Celebryta – zawód haniebny

Celebryta – zawód haniebny – to znakomity artykuł o tym, że nie trzeba umieć nic, żeby zostać tak zwanym celebrytą i wciskać nam kit.

W artykule Celebryta – “zawód” haniebny, Wojciech Misiaszek opisuje zjawisko celebrytyzmu i jego totalną bezmógowość, a poza tym podejmuje bardzo ważny problem, jak pseudoautorytety wciskają nam shit jako hit, coś co tak często jest uskuteczniane w teatrze.

Celebryta - zawód haniebny

CELEBRYTA – “ZAWÓD” HANIEBNY

Co czynicie, gdy po zakupie w sklepie znajdujecie w torbie samo opakowanie produktu? Najpewniej wracacie i robicie w sklepie karczemną awanturę (słusznie, przecież to normalna kradzież), żądacie zwrotu pieniędzy (jeżeli nie ma już tego towaru) – słusznie i najpewniej w przyszłości z dala omijacie sklepy tej firmy i jeszcze wszystkim znajomym opowiadacie, jak to próbowano Was OKRAŚĆ!

Dlaczego więc w innych TAKICH SAMYCH sytuacjach zachowujecie się diametralnie różnie?

Wszelkiej maści media usiłują Wam sprzedać właśnie taki pseudo towar, który poza ładnym (najczęściej, choć nie zawsze) opakowaniem nie zawiera w środku nawet kota.

Chodzi mi o zjawisko nazwane celebrytyzmem a w szczególności  samych celebrytów.

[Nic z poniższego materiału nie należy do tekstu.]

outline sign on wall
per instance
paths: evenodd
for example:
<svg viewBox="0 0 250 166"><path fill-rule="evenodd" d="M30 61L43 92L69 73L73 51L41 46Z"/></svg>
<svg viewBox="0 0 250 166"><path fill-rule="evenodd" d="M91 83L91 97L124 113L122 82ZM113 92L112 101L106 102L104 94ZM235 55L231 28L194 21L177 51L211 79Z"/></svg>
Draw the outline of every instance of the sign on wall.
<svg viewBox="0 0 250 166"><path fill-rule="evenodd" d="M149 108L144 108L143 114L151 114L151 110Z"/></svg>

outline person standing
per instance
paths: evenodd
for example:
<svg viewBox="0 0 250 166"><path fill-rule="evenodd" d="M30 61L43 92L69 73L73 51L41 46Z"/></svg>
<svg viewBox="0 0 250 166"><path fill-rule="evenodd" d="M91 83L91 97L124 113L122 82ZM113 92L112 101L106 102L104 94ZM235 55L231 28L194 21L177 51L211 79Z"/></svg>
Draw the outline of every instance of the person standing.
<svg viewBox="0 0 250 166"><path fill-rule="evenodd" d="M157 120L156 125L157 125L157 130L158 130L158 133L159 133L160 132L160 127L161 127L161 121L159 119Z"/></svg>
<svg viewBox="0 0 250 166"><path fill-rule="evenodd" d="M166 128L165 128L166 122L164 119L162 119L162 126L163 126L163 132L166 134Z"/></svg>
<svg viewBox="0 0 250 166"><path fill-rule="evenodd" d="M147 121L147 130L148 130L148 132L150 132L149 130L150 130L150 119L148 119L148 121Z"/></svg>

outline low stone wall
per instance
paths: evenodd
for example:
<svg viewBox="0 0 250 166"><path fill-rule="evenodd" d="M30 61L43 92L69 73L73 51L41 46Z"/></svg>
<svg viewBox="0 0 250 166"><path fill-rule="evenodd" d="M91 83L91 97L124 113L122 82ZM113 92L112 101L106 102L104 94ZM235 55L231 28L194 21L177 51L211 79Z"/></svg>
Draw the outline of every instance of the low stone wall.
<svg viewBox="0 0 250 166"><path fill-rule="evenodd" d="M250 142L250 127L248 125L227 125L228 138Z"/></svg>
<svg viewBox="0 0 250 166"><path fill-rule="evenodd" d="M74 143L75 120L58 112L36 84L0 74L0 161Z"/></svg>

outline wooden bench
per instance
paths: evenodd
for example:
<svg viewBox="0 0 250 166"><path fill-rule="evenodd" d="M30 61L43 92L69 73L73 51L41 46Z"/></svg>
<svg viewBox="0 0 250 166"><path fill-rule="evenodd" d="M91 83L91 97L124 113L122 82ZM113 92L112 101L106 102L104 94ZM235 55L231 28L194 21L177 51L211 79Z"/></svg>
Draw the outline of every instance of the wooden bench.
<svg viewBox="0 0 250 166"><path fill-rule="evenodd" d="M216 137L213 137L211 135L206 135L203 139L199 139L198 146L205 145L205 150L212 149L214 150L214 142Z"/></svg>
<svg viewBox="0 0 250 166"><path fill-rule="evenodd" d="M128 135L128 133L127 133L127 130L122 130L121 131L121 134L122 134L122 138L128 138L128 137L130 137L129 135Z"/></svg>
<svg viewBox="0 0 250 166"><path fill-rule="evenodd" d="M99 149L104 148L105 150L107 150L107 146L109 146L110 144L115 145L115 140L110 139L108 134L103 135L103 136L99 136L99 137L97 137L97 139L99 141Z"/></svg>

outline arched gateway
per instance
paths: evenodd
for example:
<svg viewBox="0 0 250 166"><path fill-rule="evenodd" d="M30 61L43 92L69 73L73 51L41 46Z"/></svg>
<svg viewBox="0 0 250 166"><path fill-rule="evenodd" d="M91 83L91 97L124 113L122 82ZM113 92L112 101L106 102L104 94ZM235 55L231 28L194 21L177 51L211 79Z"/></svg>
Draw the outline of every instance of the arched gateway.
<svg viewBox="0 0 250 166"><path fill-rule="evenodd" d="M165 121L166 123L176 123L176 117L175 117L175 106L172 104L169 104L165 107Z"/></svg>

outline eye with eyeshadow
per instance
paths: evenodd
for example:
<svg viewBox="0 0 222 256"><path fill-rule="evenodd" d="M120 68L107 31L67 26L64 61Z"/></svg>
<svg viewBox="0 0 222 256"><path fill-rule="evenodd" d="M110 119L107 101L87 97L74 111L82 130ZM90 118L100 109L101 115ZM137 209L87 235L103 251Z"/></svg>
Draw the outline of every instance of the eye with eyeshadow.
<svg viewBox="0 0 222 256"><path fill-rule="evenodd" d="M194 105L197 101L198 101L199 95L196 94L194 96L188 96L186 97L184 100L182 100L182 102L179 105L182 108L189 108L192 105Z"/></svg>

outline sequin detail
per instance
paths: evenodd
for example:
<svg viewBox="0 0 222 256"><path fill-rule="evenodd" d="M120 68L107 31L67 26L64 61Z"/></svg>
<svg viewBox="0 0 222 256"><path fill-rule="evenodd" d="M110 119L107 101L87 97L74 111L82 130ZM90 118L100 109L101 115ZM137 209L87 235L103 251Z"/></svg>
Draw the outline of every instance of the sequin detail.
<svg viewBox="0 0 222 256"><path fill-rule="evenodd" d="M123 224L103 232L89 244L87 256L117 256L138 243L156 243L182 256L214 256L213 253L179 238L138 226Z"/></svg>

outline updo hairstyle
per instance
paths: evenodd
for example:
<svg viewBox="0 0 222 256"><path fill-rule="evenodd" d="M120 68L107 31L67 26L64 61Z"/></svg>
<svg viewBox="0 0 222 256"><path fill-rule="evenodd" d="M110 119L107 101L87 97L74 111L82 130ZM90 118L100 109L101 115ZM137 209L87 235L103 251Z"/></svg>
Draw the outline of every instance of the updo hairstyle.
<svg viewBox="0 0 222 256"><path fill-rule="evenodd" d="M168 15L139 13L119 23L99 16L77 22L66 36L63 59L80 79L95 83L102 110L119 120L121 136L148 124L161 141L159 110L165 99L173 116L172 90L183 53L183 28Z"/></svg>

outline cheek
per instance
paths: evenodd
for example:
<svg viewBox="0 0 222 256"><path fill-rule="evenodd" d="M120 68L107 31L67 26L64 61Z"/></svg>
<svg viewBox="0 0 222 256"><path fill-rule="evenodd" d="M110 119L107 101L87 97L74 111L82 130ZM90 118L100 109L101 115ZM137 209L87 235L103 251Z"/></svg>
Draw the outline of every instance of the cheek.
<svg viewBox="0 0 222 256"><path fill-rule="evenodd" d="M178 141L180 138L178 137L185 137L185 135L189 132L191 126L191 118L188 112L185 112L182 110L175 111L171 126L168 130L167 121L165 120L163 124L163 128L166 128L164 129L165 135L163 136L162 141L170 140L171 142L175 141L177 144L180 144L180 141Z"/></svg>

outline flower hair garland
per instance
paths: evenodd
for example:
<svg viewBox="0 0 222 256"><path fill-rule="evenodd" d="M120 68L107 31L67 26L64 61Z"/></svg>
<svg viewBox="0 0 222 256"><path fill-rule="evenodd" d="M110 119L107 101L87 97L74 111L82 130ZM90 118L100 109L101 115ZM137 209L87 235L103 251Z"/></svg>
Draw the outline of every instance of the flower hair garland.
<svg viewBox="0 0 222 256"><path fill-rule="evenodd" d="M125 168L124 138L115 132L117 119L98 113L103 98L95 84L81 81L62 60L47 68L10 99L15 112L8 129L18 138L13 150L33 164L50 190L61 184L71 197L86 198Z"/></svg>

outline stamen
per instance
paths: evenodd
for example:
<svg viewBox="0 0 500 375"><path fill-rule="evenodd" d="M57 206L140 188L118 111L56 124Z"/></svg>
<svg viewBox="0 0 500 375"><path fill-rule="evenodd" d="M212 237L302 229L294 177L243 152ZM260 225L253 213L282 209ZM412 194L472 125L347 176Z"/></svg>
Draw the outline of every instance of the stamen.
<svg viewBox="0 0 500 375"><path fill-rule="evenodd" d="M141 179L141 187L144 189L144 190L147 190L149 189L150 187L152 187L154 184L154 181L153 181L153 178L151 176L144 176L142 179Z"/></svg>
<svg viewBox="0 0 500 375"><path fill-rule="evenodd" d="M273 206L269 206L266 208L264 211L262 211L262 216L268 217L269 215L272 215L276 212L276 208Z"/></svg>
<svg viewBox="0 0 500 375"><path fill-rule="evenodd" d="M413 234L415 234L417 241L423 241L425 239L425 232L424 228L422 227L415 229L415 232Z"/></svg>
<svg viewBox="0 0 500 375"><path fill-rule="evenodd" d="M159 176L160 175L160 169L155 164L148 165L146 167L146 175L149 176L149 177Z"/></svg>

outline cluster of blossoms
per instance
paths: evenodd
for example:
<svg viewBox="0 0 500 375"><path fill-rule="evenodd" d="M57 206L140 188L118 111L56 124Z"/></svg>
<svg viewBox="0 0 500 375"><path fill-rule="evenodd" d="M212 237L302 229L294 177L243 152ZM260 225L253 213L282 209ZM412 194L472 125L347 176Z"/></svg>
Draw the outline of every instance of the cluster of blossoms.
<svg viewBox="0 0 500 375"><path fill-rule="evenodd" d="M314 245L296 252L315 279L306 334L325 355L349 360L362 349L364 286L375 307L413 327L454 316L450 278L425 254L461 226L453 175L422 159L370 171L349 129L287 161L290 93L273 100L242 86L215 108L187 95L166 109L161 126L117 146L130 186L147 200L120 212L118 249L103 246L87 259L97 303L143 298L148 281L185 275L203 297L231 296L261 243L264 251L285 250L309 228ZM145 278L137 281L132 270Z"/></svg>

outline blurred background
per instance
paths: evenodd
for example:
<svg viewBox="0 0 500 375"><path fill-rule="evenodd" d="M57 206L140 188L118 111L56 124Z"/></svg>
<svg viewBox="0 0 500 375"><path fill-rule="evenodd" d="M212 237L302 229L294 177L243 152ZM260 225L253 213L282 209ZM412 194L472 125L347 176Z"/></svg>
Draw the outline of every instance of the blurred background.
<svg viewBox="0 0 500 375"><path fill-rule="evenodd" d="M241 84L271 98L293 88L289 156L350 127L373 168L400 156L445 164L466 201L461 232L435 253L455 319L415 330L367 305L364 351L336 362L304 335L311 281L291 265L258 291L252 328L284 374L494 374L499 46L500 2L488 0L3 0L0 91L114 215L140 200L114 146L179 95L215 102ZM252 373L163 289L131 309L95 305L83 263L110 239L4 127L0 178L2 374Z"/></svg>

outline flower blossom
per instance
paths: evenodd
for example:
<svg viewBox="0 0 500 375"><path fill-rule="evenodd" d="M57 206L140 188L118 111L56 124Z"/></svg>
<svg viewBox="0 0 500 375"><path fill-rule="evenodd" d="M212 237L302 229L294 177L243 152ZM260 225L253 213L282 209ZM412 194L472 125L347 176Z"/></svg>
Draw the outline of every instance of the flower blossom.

Wystarczy, by w głowie któregoś z medialnych decydentów urodził się pomysł na „postać”, reszta już jest prosta. Znalezienie odpowiedniej osoby jest proste, ot pierwsza napotkana na ulicy osoba już się nadaje a potem już tylko promocja, reklama, marketing i wbijanie nam do głów, że to jest dobre, wielkie, chętnie oglądane a my, jako te barany…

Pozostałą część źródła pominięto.